Tell us about your loved one.
"Our Ian is a sweet, gentle and loving soul. He was a happy, bouncing baby boy who captured people's hearts with his sweetness, his big brown eyes and his cute crooked smile which lit up his whole face. As a small child, he would race his Smurf Bigwheel down the sidewalk, tearing around corners, which earned him the nickname, ""Screamin' Ian"", given to him by a family friend. He was always a good friend and ready to give a helping hand. He was easy to talk to and girls loved him. Ian was very intelligent, musically talented and artistic. He had a wonderful sense of humor and he laughed easily. Ian was most at home in Nature. His first love was music of all kinds. He played the guitar, trumpet and baritone. As a child, he could simultaneouly play two flutaphones with his nose.
He could be stubborn at times. School often bored him, (except for band) and when caught daydreaming by the teacher, he could always answer the question correctly. Ian was such a natural at music that according to his sister, the band teacher would choose music for the band that would challenge him. He was kind to animals and a couple weeks before he passed, he told me about how he and his friends found a sick Red-tailed Hawk which they fed and took care of until the proper authorities could take it. Now, whenever a Red-tailed Hawk comes unusually close to me, I like to think that it was sent by Ian as his way of saying, ""Hi Mom, I am with you"".
I just want people to know what kind of person Ian was, to see his humanness and that good people sometimes end up with an addiction of some kind, whether the substance is illegal or legal, whether the addiction is to drugs, alcohol, food, sex, or cigarettes. They are not their addictions and they still deserve our unconditional love and compassion.
Between his father's family and mine, Ian has two sisters and five brothers. We all love and miss our ""Nino"" more than words can express."

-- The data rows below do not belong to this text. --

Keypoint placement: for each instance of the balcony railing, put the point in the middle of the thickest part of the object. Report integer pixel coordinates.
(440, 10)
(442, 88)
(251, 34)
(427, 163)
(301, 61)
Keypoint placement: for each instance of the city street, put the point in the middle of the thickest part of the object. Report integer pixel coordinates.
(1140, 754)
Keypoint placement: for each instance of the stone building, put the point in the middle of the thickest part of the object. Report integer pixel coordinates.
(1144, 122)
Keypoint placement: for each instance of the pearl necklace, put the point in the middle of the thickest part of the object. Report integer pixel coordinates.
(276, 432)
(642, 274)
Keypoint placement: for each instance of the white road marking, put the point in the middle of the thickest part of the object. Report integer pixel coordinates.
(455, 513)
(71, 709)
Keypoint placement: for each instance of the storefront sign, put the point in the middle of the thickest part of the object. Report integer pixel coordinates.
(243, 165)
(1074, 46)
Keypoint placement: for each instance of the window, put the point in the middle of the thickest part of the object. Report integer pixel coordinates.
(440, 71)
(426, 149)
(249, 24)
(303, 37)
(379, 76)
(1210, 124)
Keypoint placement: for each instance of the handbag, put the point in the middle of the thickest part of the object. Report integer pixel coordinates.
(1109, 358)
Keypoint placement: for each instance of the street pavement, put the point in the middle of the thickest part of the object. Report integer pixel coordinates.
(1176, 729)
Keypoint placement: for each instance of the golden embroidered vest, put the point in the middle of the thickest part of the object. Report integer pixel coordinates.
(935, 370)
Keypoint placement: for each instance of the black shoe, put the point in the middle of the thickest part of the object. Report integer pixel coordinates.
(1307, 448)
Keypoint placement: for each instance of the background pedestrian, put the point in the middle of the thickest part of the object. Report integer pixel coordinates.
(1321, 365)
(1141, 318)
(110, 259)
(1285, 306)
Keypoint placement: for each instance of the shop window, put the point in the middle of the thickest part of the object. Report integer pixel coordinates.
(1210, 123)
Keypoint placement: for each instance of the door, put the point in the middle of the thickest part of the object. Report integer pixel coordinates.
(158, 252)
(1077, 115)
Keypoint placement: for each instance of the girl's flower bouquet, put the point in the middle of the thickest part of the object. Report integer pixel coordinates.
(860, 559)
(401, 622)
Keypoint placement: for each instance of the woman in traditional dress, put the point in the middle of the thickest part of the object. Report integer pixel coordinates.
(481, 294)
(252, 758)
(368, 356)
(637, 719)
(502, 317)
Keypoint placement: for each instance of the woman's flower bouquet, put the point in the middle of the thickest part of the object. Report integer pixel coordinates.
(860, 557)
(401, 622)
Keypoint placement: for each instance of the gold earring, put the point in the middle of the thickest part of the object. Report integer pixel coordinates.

Tell us about Ian's struggle with addiction
"Ian struggled with a heroin addiction and thought that he could overcome it on his own, mostly because of the cost of treatment. I know how bad he felt about himself. He felt that he was weak and a disappointment to the people who love him. He felt that he was being judged by others, but in reality, he was his own most critical judge. On the last Mother's Day before he passed, Ian wrote a sweet letter to me, telling me that he would make me proud. I already was and will always be proud of him.
When a person has an addiction, it in no way means that they are bad people. From what I had been told, Ian had been able to stay away from the heroin for about three weeks when the dealer came to where he was living. He was not strong enough to resist and ""one last time"", he bought what he thought was heroin. It turned out that the heroin had been substituted with Fentanyl, which caused my son to die from ""positional asphyxia"".
My heart aches for Ian and everyone else who suffers from addiction. I think they always feel alone, even in the company others. How I wish that it was enough to just hold our addicted loved ones and surround them with love and compassion until the addiction has lost it's grip and they love themselves enough to want and allow healing. Someday I hope to be able to help others get the help they need to heal themselves in body and mind."
What made Ian smile?
Almost anything made Ian smile, especially playing his guitar and being with family and friends. He liked cooking and was very good at it. He also loved being in nature. He had spent a couple years in Arizona and dreamed of going back and working for the Forestry Service there.
What do you miss most about Ian?
I miss everything about my son, especially the closeness. I can still see his contagious smile and hear his laughter. I can still hear him call me Mom in his soft spoken voice and see him walking down the street with his long legged stride and rhythm, which made it obvious that, as always, he had a song in his head.